Los Angeles County Department of Public Health to study impacts of Inglewood Oil Field on nearby residents
Daily Breeze – June 21
The Los Angeles County Department of Public Health announced on Monday that it will conduct a study, led by UCLA research teams, into the health impacts of living near the Inglewood Oil Field. UCLA teams will develop and implement the assessment, which will take into consideration residents’ distance from oil fields in an effort to understand better how community health is impacted. The assessment seeks to close the “data gap” and lead to better long-term health outcomes for residents around the Inglewood Oil Field, which has 675 active wells and is located adjacent to schools, homes, hospitals, parks, and churches.
New legal challenge revives dispute over Hunters Point's toxic legacy
San Francisco Chronicle – June 18
Last Thursday, attorneys for around 9,000 Bayview-Hunters Point residents who are part of a class-action lawsuit asked a federal judge to halt construction at the former shipyard, unless the developers can prove that they are controlling the release of toxic materials from the site as required by state law. Parts of the former Navy shipyard were contaminated during the Cold War by ships that were impacted with radioactive fallout from nuclear tests and brought to the shipyard for reconditioning and repairs. Residents allege in the new legal filing that dust stirred up by construction could be harmful to occupants of nearby schools and homes. They demand that the developers stop work for four to six months in order to allow outside experts to conduct more extensive testing, and to develop a plan to monitor the work as it proceeds. The U.S. Navy and other agencies, meanwhile, have already spent decades and hundreds of millions of dollars addressing the historical contamination at the shipyard.

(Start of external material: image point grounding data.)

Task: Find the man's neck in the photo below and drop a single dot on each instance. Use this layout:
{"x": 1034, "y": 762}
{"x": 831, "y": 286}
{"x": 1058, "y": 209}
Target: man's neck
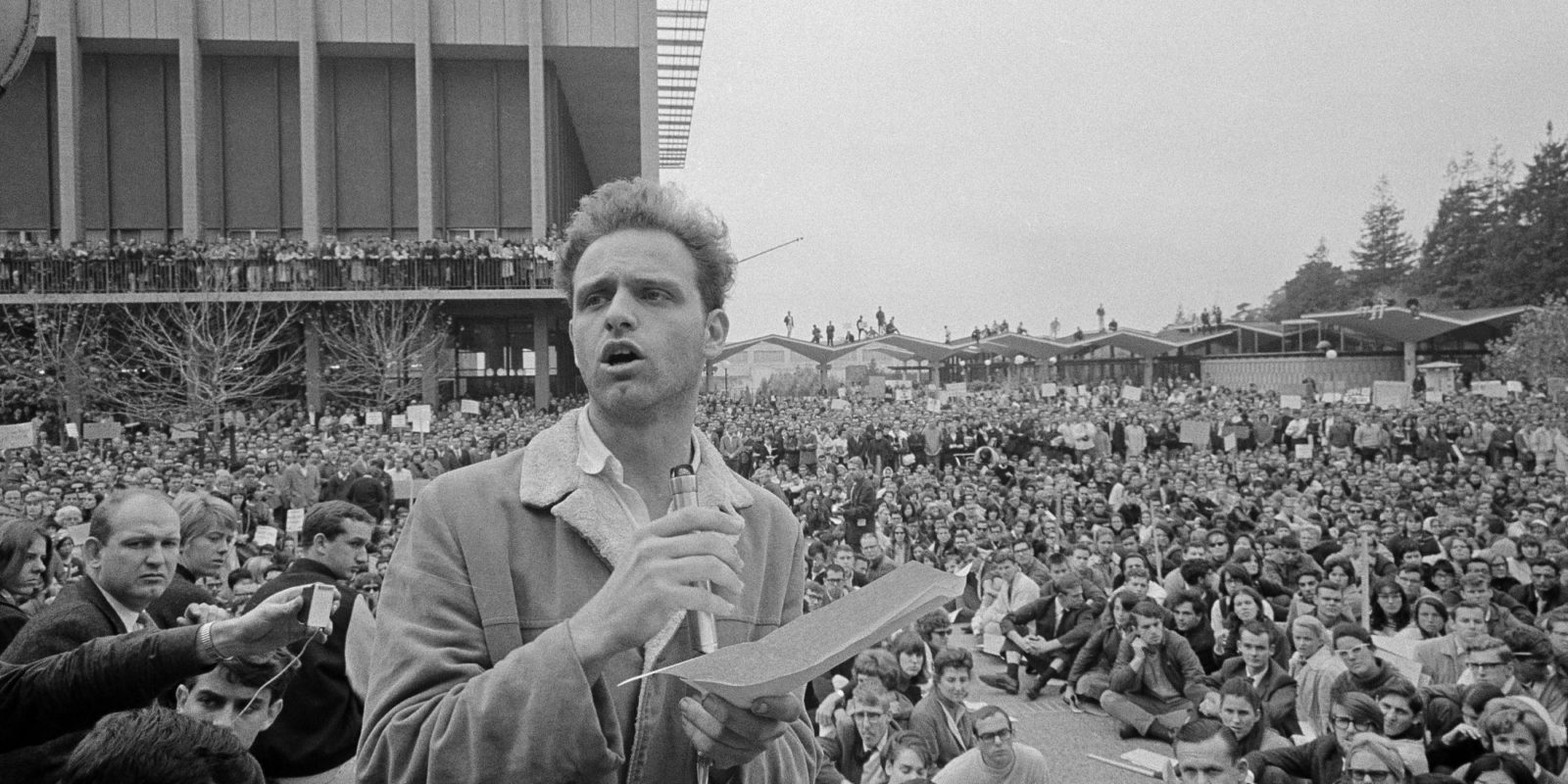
{"x": 647, "y": 449}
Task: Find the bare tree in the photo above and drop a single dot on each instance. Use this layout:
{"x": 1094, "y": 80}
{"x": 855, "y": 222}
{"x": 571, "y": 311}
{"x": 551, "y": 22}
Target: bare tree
{"x": 376, "y": 350}
{"x": 192, "y": 361}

Where did Sierra snow go this spring? Not into California rivers and water supplies
The Mercury News – June 23
Every year, much of California's drinking water begins in the Sierra Nevada mountain range. Snow and rain fall during the winter, and the water moves downhill into streams, rivers, and reservoirs in the spring and summer. But this year, in a trend that startled water managers, much of that runoff simply vanished. In an average year, about 6.3 million acre-feet of runoff comes from the Northern Sierra, according to the Department of Water Resources. State water planners say that 685,000 acre-feet of water that they had forecast as runoff in the Northern Sierra — or 40% more water than the city of Los Angeles uses in a year — failed to arrive. After two years of extreme drought, the ground was so dry that the water soaked in before making it down the mountain. The expected water never made it to reservoirs, which now sit far below historic averages.